LogicalRelation Leaf Logical Operator¶

LogicalRelation is a leaf logical operator that represents a BaseRelation in a logical query plan.

LogicalRelation is a MultiInstanceRelation.

Creating Instance¶

LogicalRelation takes the following to be created:

BaseRelation
Output Schema (AttributeReferences)
Optional CatalogTable
isStreaming flag

LogicalRelation is created using apply factory.

apply Utility¶

apply(
  relation: BaseRelation,
  isStreaming: Boolean = false): LogicalRelation
apply(
  relation: BaseRelation,
  table: CatalogTable): LogicalRelation

apply wraps the given BaseRelation into a LogicalRelation (so it could be used in a logical query plan).

apply creates a LogicalRelation for the given BaseRelation (with a CatalogTable and isStreaming flag).

import org.apache.spark.sql.sources.BaseRelation
val baseRelation: BaseRelation = ???

val data = spark.baseRelationToDataFrame(baseRelation)

apply is used when:

SparkSession is requested for a DataFrame for a BaseRelation
CreateTempViewUsing command is executed
FallBackFileSourceV2 logical resolution rule is executed
ResolveSQLOnFile and FindDataSourceTable logical evaluation rules are executed
HiveMetastoreCatalog is requested to convert a HiveTableRelation
FileStreamSource (Spark Structured Streaming) is requested to getBatch

refresh¶

refresh(): Unit

refresh is part of LogicalPlan abstraction.

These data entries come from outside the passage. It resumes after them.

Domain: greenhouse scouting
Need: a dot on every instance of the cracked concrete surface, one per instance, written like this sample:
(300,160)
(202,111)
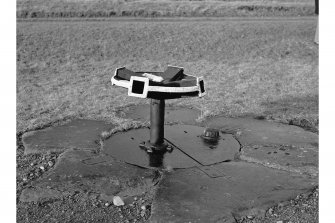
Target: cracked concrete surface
(276,162)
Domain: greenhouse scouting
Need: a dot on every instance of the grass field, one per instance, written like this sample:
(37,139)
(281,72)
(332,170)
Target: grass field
(266,68)
(165,8)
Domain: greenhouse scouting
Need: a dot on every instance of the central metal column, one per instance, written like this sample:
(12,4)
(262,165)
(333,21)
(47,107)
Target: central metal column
(157,111)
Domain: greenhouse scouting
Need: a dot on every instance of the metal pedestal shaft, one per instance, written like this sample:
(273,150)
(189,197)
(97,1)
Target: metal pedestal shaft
(157,111)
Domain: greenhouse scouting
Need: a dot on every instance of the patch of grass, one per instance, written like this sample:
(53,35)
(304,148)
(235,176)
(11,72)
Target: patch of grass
(263,67)
(159,8)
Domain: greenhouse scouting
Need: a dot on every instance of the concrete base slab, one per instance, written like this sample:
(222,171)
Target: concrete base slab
(246,189)
(172,114)
(258,132)
(75,134)
(83,171)
(271,144)
(291,158)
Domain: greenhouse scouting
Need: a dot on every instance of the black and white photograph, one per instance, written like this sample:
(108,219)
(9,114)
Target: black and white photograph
(167,111)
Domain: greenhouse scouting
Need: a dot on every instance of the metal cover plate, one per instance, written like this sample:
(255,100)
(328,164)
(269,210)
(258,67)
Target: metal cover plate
(187,138)
(125,147)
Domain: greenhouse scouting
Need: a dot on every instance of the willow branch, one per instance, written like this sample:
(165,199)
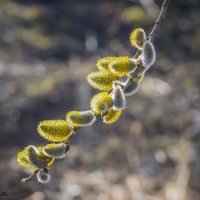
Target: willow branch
(160,19)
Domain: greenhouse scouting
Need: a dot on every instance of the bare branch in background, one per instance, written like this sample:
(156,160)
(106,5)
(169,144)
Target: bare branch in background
(151,8)
(159,20)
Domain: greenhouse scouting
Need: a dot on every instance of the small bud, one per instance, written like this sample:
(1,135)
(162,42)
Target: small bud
(148,54)
(131,87)
(112,116)
(101,80)
(43,177)
(83,118)
(102,63)
(34,157)
(55,130)
(122,66)
(55,150)
(119,100)
(101,102)
(24,161)
(137,38)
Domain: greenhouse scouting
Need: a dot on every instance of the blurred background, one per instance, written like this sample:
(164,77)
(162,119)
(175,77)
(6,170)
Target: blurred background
(47,47)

refresh requests the FileIndex (of the HadoopFsRelation) to refresh.

Note

refresh does the work for HadoopFsRelation relations only.

Simple Text Representation¶

simpleString(
  maxFields: Int): String

simpleString is part of the QueryPlan abstraction.

simpleString is made up of the output schema (truncated to maxFields) and the relation:

Relation[[output]] [relation]

Demo¶

val q = spark.read.text("README.md")
val logicalPlan = q.queryExecution.logical

scala> println(logicalPlan.simpleString)
Relation[value#2] text

computeStats¶

computeStats(): Statistics

computeStats is part of the LeafNode abstraction.

computeStats takes the optional CatalogTable.

If available, computeStats requests the CatalogTable for the CatalogStatistics that, if available, is requested to toPlanStats (with the planStatsEnabled flag enabled when either spark.sql.cbo.enabled or spark.sql.cbo.planStats.enabled is enabled).

Otherwise, computeStats creates a Statistics with the sizeInBytes only to be the sizeInBytes of the BaseRelation.

Demo¶

The following are two logically-equivalent batch queries described using different Spark APIs: Scala and SQL.

val format = "csv"
val path = "../datasets/people.csv"

val q = spark
  .read
  .option("header", true)
  .format(format)
  .load(path)

scala> println(q.queryExecution.logical.numberedTreeString)
00 Relation[id#16,name#17] csv

val q = sql(s"select * from `$format`.`$path`")

scala> println(q.queryExecution.optimizedPlan.numberedTreeString)
00 Relation[_c0#74,_c1#75] csv